By the time the three-day event wrapped up in Napa Valley, he’d walked away with a new opportunity at one of the fastest growing startups.
WeWork co-founder, Miguel McKelvey — who’d also been speaking at the event — was on the hunt for someone to help orchestrate the massive expansion the co-working company had ahead of it. Having hit it off with McConnell, McKelvey realized he’d found the right fit.
Reflecting on the chance encounter three years later at RetailSpaces ‘18, McConnell explained things look a lot different now than they did back then. When he first came on board, WeWork was just shy of 50 locations. By the end of 2018, they had “400,000 members, in 400 locations in 99 cities, in 26 countries.”
Developing the WeWork Genome
In order to enable this kind of growth, the company needed to evolve its development mindset. Specifically, it needed to adopt a retail rollout model. Up until the point McConnell was hired, each WeWork location had been designed bespoke as a one-off project. Developing a system that could scale quickly meant devising a set of standards that could be applied across every project.
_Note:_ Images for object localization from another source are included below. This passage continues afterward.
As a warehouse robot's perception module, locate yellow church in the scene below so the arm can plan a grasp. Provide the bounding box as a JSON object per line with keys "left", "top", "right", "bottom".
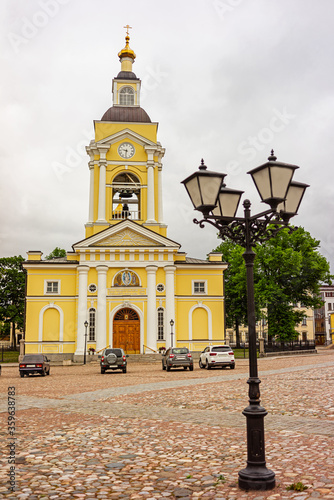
{"left": 23, "top": 31, "right": 227, "bottom": 360}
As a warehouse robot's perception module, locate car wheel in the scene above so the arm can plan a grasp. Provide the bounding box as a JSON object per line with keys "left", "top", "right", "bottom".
{"left": 162, "top": 361, "right": 166, "bottom": 371}
{"left": 101, "top": 368, "right": 105, "bottom": 374}
{"left": 47, "top": 369, "right": 50, "bottom": 375}
{"left": 205, "top": 361, "right": 211, "bottom": 370}
{"left": 41, "top": 371, "right": 46, "bottom": 377}
{"left": 199, "top": 359, "right": 205, "bottom": 369}
{"left": 230, "top": 364, "right": 235, "bottom": 369}
{"left": 166, "top": 365, "right": 171, "bottom": 372}
{"left": 20, "top": 372, "right": 24, "bottom": 378}
{"left": 122, "top": 367, "right": 127, "bottom": 373}
{"left": 189, "top": 365, "right": 194, "bottom": 371}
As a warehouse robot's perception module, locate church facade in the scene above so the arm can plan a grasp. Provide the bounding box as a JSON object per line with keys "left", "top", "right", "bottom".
{"left": 23, "top": 32, "right": 227, "bottom": 359}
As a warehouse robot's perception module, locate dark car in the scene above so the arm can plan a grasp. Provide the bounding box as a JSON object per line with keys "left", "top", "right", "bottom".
{"left": 162, "top": 347, "right": 194, "bottom": 371}
{"left": 100, "top": 348, "right": 127, "bottom": 374}
{"left": 19, "top": 354, "right": 50, "bottom": 377}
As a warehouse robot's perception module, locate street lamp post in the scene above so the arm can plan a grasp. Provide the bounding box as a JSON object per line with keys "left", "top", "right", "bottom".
{"left": 170, "top": 319, "right": 174, "bottom": 348}
{"left": 182, "top": 151, "right": 308, "bottom": 491}
{"left": 84, "top": 320, "right": 88, "bottom": 365}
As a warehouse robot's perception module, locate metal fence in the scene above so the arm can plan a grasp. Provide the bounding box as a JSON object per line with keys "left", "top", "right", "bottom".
{"left": 0, "top": 344, "right": 20, "bottom": 362}
{"left": 264, "top": 340, "right": 316, "bottom": 352}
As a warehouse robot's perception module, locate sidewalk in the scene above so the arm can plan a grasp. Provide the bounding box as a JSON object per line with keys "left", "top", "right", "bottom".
{"left": 0, "top": 351, "right": 333, "bottom": 499}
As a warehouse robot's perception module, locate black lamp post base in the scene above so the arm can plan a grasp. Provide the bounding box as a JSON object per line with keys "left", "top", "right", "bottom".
{"left": 238, "top": 467, "right": 275, "bottom": 491}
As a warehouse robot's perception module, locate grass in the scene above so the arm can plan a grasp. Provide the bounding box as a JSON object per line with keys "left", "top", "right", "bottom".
{"left": 286, "top": 482, "right": 308, "bottom": 491}
{"left": 0, "top": 351, "right": 19, "bottom": 363}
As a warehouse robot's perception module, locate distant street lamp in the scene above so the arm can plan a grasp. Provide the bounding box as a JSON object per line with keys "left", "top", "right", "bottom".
{"left": 84, "top": 320, "right": 89, "bottom": 365}
{"left": 182, "top": 151, "right": 308, "bottom": 491}
{"left": 170, "top": 319, "right": 174, "bottom": 348}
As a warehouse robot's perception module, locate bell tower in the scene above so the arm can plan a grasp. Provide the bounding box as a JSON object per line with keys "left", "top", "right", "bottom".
{"left": 85, "top": 27, "right": 166, "bottom": 238}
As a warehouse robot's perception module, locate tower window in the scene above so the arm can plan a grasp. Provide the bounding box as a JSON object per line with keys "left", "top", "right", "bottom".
{"left": 119, "top": 86, "right": 135, "bottom": 105}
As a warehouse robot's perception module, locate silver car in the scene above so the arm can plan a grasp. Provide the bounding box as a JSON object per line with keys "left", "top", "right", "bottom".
{"left": 199, "top": 345, "right": 235, "bottom": 369}
{"left": 162, "top": 347, "right": 194, "bottom": 371}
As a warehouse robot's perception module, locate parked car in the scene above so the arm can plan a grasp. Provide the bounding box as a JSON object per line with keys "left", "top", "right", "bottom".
{"left": 199, "top": 345, "right": 235, "bottom": 370}
{"left": 162, "top": 347, "right": 194, "bottom": 371}
{"left": 100, "top": 348, "right": 127, "bottom": 374}
{"left": 19, "top": 354, "right": 50, "bottom": 377}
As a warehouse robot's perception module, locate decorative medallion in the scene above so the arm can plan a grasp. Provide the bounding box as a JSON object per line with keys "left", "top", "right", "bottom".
{"left": 114, "top": 270, "right": 140, "bottom": 287}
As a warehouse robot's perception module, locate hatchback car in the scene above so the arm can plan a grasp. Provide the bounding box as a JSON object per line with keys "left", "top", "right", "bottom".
{"left": 19, "top": 354, "right": 50, "bottom": 377}
{"left": 162, "top": 347, "right": 194, "bottom": 371}
{"left": 199, "top": 345, "right": 235, "bottom": 369}
{"left": 100, "top": 348, "right": 127, "bottom": 374}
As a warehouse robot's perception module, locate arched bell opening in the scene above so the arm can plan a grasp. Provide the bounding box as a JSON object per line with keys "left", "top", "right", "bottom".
{"left": 111, "top": 172, "right": 141, "bottom": 221}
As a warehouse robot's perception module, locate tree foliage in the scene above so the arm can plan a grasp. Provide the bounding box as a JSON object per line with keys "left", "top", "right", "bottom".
{"left": 214, "top": 226, "right": 332, "bottom": 341}
{"left": 45, "top": 247, "right": 66, "bottom": 260}
{"left": 0, "top": 256, "right": 26, "bottom": 346}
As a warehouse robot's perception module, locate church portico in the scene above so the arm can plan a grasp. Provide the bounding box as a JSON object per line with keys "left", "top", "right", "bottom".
{"left": 23, "top": 30, "right": 227, "bottom": 360}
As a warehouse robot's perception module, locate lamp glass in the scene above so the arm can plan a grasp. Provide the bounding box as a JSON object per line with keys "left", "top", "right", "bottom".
{"left": 213, "top": 188, "right": 244, "bottom": 218}
{"left": 277, "top": 181, "right": 309, "bottom": 215}
{"left": 182, "top": 165, "right": 226, "bottom": 212}
{"left": 249, "top": 160, "right": 298, "bottom": 207}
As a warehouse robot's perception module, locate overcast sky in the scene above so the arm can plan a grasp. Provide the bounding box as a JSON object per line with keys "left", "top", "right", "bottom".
{"left": 1, "top": 0, "right": 333, "bottom": 272}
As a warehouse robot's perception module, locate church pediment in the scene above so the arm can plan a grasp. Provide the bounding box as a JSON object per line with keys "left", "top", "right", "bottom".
{"left": 92, "top": 228, "right": 160, "bottom": 247}
{"left": 96, "top": 128, "right": 156, "bottom": 148}
{"left": 73, "top": 220, "right": 180, "bottom": 250}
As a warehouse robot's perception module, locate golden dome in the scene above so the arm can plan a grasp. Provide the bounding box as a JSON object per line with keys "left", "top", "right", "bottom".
{"left": 118, "top": 34, "right": 136, "bottom": 62}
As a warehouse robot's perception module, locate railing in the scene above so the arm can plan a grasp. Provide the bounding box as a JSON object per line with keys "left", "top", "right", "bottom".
{"left": 264, "top": 340, "right": 316, "bottom": 352}
{"left": 143, "top": 345, "right": 159, "bottom": 354}
{"left": 112, "top": 209, "right": 140, "bottom": 220}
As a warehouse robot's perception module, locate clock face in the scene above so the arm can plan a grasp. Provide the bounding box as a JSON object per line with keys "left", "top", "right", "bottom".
{"left": 118, "top": 142, "right": 135, "bottom": 159}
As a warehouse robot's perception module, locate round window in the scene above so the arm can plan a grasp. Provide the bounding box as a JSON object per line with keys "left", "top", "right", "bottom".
{"left": 88, "top": 283, "right": 97, "bottom": 293}
{"left": 156, "top": 283, "right": 165, "bottom": 293}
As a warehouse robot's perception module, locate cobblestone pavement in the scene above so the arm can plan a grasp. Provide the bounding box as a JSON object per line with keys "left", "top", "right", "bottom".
{"left": 0, "top": 350, "right": 333, "bottom": 499}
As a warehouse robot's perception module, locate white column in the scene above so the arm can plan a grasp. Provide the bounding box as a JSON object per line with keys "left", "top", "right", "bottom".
{"left": 146, "top": 162, "right": 156, "bottom": 223}
{"left": 97, "top": 160, "right": 107, "bottom": 222}
{"left": 75, "top": 265, "right": 89, "bottom": 355}
{"left": 146, "top": 265, "right": 158, "bottom": 352}
{"left": 88, "top": 163, "right": 95, "bottom": 222}
{"left": 165, "top": 266, "right": 176, "bottom": 349}
{"left": 158, "top": 165, "right": 163, "bottom": 223}
{"left": 96, "top": 265, "right": 108, "bottom": 351}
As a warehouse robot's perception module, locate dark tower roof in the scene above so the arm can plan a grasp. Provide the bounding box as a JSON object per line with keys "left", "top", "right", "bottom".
{"left": 101, "top": 106, "right": 151, "bottom": 122}
{"left": 116, "top": 70, "right": 138, "bottom": 80}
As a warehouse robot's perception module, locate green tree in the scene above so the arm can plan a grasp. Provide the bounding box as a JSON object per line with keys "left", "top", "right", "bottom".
{"left": 45, "top": 247, "right": 66, "bottom": 260}
{"left": 0, "top": 256, "right": 26, "bottom": 348}
{"left": 215, "top": 240, "right": 255, "bottom": 347}
{"left": 214, "top": 227, "right": 332, "bottom": 342}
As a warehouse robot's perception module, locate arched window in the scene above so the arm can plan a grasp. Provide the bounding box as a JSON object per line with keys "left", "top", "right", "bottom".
{"left": 89, "top": 308, "right": 96, "bottom": 341}
{"left": 157, "top": 307, "right": 164, "bottom": 340}
{"left": 119, "top": 86, "right": 135, "bottom": 105}
{"left": 112, "top": 172, "right": 141, "bottom": 220}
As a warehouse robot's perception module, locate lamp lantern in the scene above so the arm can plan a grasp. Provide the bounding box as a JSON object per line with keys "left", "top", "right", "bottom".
{"left": 181, "top": 159, "right": 226, "bottom": 216}
{"left": 248, "top": 151, "right": 299, "bottom": 211}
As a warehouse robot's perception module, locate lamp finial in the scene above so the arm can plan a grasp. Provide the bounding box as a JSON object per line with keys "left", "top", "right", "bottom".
{"left": 268, "top": 150, "right": 277, "bottom": 161}
{"left": 199, "top": 159, "right": 207, "bottom": 170}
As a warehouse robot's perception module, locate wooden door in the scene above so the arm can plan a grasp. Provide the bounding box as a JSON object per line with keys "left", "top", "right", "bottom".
{"left": 113, "top": 308, "right": 140, "bottom": 353}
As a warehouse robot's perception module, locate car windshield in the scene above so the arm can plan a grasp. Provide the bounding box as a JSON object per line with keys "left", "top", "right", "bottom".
{"left": 212, "top": 346, "right": 231, "bottom": 352}
{"left": 172, "top": 348, "right": 189, "bottom": 354}
{"left": 22, "top": 355, "right": 45, "bottom": 362}
{"left": 105, "top": 349, "right": 122, "bottom": 357}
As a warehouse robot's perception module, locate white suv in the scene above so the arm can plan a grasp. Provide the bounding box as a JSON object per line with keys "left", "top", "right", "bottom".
{"left": 199, "top": 345, "right": 235, "bottom": 370}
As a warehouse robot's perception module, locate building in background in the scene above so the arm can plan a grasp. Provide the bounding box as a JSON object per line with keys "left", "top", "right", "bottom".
{"left": 314, "top": 285, "right": 334, "bottom": 345}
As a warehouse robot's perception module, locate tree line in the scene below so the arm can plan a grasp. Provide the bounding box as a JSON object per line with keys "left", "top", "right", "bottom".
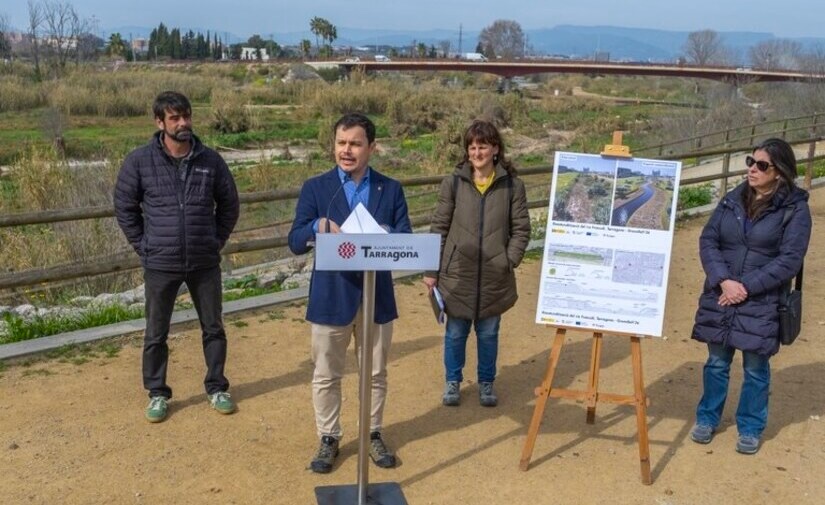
{"left": 146, "top": 23, "right": 223, "bottom": 60}
{"left": 1, "top": 4, "right": 823, "bottom": 72}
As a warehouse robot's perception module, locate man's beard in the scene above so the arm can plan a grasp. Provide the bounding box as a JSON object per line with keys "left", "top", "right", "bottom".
{"left": 167, "top": 128, "right": 192, "bottom": 142}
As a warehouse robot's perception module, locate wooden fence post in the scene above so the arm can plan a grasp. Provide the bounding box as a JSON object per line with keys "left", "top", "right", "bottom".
{"left": 806, "top": 115, "right": 818, "bottom": 190}
{"left": 720, "top": 152, "right": 731, "bottom": 196}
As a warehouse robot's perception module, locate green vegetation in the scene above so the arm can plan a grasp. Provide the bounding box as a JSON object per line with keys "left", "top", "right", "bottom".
{"left": 615, "top": 176, "right": 645, "bottom": 200}
{"left": 678, "top": 183, "right": 714, "bottom": 210}
{"left": 554, "top": 251, "right": 604, "bottom": 264}
{"left": 530, "top": 214, "right": 548, "bottom": 240}
{"left": 554, "top": 172, "right": 579, "bottom": 196}
{"left": 522, "top": 249, "right": 544, "bottom": 262}
{"left": 22, "top": 368, "right": 55, "bottom": 377}
{"left": 1, "top": 305, "right": 144, "bottom": 344}
{"left": 45, "top": 342, "right": 121, "bottom": 364}
{"left": 221, "top": 274, "right": 290, "bottom": 302}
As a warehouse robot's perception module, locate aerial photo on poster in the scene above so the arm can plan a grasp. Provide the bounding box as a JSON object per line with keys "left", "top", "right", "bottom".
{"left": 611, "top": 159, "right": 678, "bottom": 230}
{"left": 535, "top": 152, "right": 682, "bottom": 336}
{"left": 552, "top": 154, "right": 616, "bottom": 225}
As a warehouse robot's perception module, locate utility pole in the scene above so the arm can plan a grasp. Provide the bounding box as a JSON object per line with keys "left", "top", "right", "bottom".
{"left": 458, "top": 24, "right": 463, "bottom": 55}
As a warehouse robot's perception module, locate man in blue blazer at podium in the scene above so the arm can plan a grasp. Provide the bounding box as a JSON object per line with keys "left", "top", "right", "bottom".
{"left": 288, "top": 112, "right": 412, "bottom": 474}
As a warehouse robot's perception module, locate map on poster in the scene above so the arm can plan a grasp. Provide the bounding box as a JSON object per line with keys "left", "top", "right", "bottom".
{"left": 534, "top": 151, "right": 682, "bottom": 336}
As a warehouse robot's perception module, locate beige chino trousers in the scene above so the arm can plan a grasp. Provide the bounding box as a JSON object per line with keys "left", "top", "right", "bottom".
{"left": 311, "top": 305, "right": 393, "bottom": 439}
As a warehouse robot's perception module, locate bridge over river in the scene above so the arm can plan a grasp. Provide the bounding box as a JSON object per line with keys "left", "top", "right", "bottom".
{"left": 309, "top": 60, "right": 825, "bottom": 83}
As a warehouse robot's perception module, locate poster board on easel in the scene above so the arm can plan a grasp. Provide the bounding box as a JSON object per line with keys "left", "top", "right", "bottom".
{"left": 535, "top": 133, "right": 682, "bottom": 336}
{"left": 520, "top": 133, "right": 682, "bottom": 485}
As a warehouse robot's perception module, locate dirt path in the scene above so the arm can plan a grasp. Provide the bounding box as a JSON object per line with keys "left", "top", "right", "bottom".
{"left": 2, "top": 190, "right": 825, "bottom": 505}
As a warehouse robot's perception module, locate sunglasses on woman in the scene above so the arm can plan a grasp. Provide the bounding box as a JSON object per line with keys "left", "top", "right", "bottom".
{"left": 745, "top": 155, "right": 775, "bottom": 172}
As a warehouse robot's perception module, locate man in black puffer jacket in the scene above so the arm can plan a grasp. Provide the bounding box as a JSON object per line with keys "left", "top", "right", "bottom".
{"left": 114, "top": 91, "right": 240, "bottom": 423}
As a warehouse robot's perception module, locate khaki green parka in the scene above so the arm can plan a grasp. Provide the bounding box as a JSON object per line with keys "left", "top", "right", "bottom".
{"left": 428, "top": 162, "right": 531, "bottom": 320}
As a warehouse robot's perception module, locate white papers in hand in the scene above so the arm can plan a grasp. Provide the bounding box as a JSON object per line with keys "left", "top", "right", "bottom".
{"left": 430, "top": 287, "right": 446, "bottom": 324}
{"left": 340, "top": 202, "right": 387, "bottom": 234}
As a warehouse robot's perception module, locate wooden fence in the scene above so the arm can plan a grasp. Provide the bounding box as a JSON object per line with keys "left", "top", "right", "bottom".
{"left": 2, "top": 136, "right": 823, "bottom": 292}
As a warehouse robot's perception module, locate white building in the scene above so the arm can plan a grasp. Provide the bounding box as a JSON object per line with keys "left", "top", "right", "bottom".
{"left": 240, "top": 47, "right": 269, "bottom": 61}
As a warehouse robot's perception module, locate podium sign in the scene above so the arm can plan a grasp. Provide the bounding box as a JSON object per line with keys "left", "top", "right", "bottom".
{"left": 315, "top": 233, "right": 440, "bottom": 271}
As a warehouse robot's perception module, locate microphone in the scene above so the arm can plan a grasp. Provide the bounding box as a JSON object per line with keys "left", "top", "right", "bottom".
{"left": 324, "top": 174, "right": 350, "bottom": 233}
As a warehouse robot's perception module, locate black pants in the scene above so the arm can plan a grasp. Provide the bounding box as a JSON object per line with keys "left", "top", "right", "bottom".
{"left": 143, "top": 266, "right": 229, "bottom": 398}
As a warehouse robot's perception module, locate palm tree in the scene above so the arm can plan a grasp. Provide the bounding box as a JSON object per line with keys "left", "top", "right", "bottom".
{"left": 309, "top": 17, "right": 324, "bottom": 56}
{"left": 316, "top": 19, "right": 336, "bottom": 58}
{"left": 300, "top": 39, "right": 311, "bottom": 59}
{"left": 107, "top": 32, "right": 127, "bottom": 58}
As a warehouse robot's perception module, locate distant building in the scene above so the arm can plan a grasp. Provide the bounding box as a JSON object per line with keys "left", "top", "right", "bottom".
{"left": 42, "top": 36, "right": 77, "bottom": 50}
{"left": 593, "top": 51, "right": 610, "bottom": 62}
{"left": 240, "top": 47, "right": 269, "bottom": 61}
{"left": 6, "top": 31, "right": 25, "bottom": 44}
{"left": 131, "top": 38, "right": 148, "bottom": 55}
{"left": 617, "top": 167, "right": 634, "bottom": 178}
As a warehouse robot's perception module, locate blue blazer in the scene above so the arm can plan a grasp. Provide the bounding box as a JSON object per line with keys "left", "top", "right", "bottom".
{"left": 288, "top": 167, "right": 412, "bottom": 325}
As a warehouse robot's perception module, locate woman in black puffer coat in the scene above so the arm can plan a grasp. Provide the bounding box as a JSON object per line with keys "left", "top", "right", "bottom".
{"left": 689, "top": 138, "right": 812, "bottom": 455}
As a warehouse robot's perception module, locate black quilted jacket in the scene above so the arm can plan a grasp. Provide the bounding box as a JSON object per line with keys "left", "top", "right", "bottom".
{"left": 114, "top": 131, "right": 239, "bottom": 272}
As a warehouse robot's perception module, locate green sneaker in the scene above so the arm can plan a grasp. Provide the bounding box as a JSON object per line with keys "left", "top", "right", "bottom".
{"left": 208, "top": 391, "right": 236, "bottom": 414}
{"left": 145, "top": 396, "right": 168, "bottom": 423}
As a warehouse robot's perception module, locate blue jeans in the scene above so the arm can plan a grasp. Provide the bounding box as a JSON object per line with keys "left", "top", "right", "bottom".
{"left": 695, "top": 342, "right": 771, "bottom": 438}
{"left": 444, "top": 315, "right": 501, "bottom": 383}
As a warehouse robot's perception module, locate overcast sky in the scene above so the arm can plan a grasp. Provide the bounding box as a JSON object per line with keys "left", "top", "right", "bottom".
{"left": 2, "top": 0, "right": 822, "bottom": 39}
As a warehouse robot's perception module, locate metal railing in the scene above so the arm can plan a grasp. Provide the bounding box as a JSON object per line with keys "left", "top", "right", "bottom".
{"left": 636, "top": 112, "right": 824, "bottom": 157}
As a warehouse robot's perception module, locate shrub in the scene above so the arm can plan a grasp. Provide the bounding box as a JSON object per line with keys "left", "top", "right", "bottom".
{"left": 0, "top": 76, "right": 48, "bottom": 112}
{"left": 210, "top": 89, "right": 258, "bottom": 134}
{"left": 678, "top": 183, "right": 714, "bottom": 210}
{"left": 48, "top": 68, "right": 229, "bottom": 117}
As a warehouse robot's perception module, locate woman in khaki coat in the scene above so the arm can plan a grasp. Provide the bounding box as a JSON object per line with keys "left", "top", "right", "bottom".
{"left": 423, "top": 120, "right": 531, "bottom": 407}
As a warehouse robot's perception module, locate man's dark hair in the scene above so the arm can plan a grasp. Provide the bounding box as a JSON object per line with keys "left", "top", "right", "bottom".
{"left": 153, "top": 91, "right": 192, "bottom": 120}
{"left": 333, "top": 112, "right": 376, "bottom": 144}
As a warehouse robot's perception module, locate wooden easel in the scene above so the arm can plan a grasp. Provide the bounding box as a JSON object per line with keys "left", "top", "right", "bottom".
{"left": 519, "top": 132, "right": 652, "bottom": 485}
{"left": 518, "top": 327, "right": 651, "bottom": 484}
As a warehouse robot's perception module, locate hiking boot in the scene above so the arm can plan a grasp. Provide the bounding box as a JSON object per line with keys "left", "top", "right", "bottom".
{"left": 145, "top": 396, "right": 168, "bottom": 423}
{"left": 479, "top": 382, "right": 498, "bottom": 407}
{"left": 208, "top": 391, "right": 236, "bottom": 415}
{"left": 310, "top": 436, "right": 340, "bottom": 474}
{"left": 736, "top": 434, "right": 760, "bottom": 455}
{"left": 689, "top": 423, "right": 715, "bottom": 444}
{"left": 442, "top": 381, "right": 460, "bottom": 406}
{"left": 369, "top": 431, "right": 397, "bottom": 468}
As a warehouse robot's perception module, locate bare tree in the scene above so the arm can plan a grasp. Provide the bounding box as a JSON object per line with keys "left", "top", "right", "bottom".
{"left": 749, "top": 39, "right": 802, "bottom": 70}
{"left": 40, "top": 0, "right": 83, "bottom": 73}
{"left": 478, "top": 19, "right": 525, "bottom": 59}
{"left": 790, "top": 45, "right": 825, "bottom": 114}
{"left": 27, "top": 0, "right": 44, "bottom": 79}
{"left": 437, "top": 39, "right": 451, "bottom": 58}
{"left": 74, "top": 13, "right": 97, "bottom": 64}
{"left": 0, "top": 13, "right": 11, "bottom": 59}
{"left": 683, "top": 29, "right": 727, "bottom": 66}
“We looked at a huge across-the-board swathe of every WeWork done to date to find out what the common threads were,” McConnell said. The fine-toothed analysis uncovered each location shared 92 percent of the same components. “We immediately landed on what worked, what didn’t work and focused on how to improve the core 92%. The remaining 8% becomes the regional or local customized design opportunity to make WeWork locations special or iconic.”
As the years have gone by, further projects and a wealth of data gained from how members interact and utilize the spaces have helped WeWork craft a “precise genome”. With the use of advanced tech, this design thumbprint can be quickly adapted to suit any given piece of real estate.
“We go into a space and we laser scan it. We just put the machine in the room, and it does it all on its own. The software automatically creates a floor plan, and then we just hone and refine that,” McConnell explained.
The company also makes use of augmented reality to help visualize furniture and fixture placement, speeding up the process. McConnell stressed the value in narrowing design focus to constantly improve development at a granular level. He used private phonebooths — a common feature in all WeWork locations — as an example. In the company’s early days, a single, bespoke unit required each individual trade to be involved and was considerably expensive. Searching for cheaper, easier solutions eventually led to the development of a flat-pack unit with inbuilt power connections that cost 60% less. With significant investment in “product development,” McConnell said, companies can “explore the future.”
Without these kinds of agile advancements, WeWork simply wouldn’t be able to sustain the wild growth it continues to experience.
“There were 47 WeWork locations to date when I joined, and that was done over a period of four years. Now, we open nearly 30 a month including new locations, new phases and all product offerings.”
Real Retail is on the Horizon
Though it’s no longer just office space that the company deals in. The rollout methods WeWork has worked to perfect will also be applied to a blossoming array of additional ventures. The last few years have seen the opening of a school, WeGrow, and health and wellness concept called Rise by We. Most recently, it’s branched out into single office development with HQ by WeWork.
In 2018, WeWork built on its Honesty Market concept, eventually unveiling WeMRKT. However, McConnell explained this system of curated market stands within WeWork locations was just the beginning.
While many might read this as a sign WeWork means to disrupt retail, McConnell said it will be more about “becoming a platform for entrepreneurs to get their product out there quickly and in the hands of people to try it.” The real potential of WeWork’s plans for retail revolves around its vast global footprint. If a company creates something “they believe is a valuable offering, they could suddenly be in 400 locations overnight.”
So far, the insights WeWork has gained from its early tiptoe into retail have also funneled back into workspaces, it’s primary bread and butter. The advent of short-term retail partners has resulted in a reliance on modular design, which has since led to a WeWork prototype which features reduced wiring, and removable panels and fixtures. Since “everything’s coming up modular” at this iteration, most components have been manufactured off-site.
With the state of retail changing so quickly, McConnell said it’s this kind of finger-on-the-trigger experimentation and execution that the industry could, in turn, learn from WeWork’s approach.
“Get changes out there. Don’t spend so much time on paper. Try something, test it, pilot it. See what happens, collect the data, make improvements, and do it again,” McConnell said, with a rapid-fire cadence. “I think that’s where retailers need to learn. They tend to hire agencies and spend a lot of money on retainer-based systems for developing the perfect retail experience... but there never is a perfect retail experience.”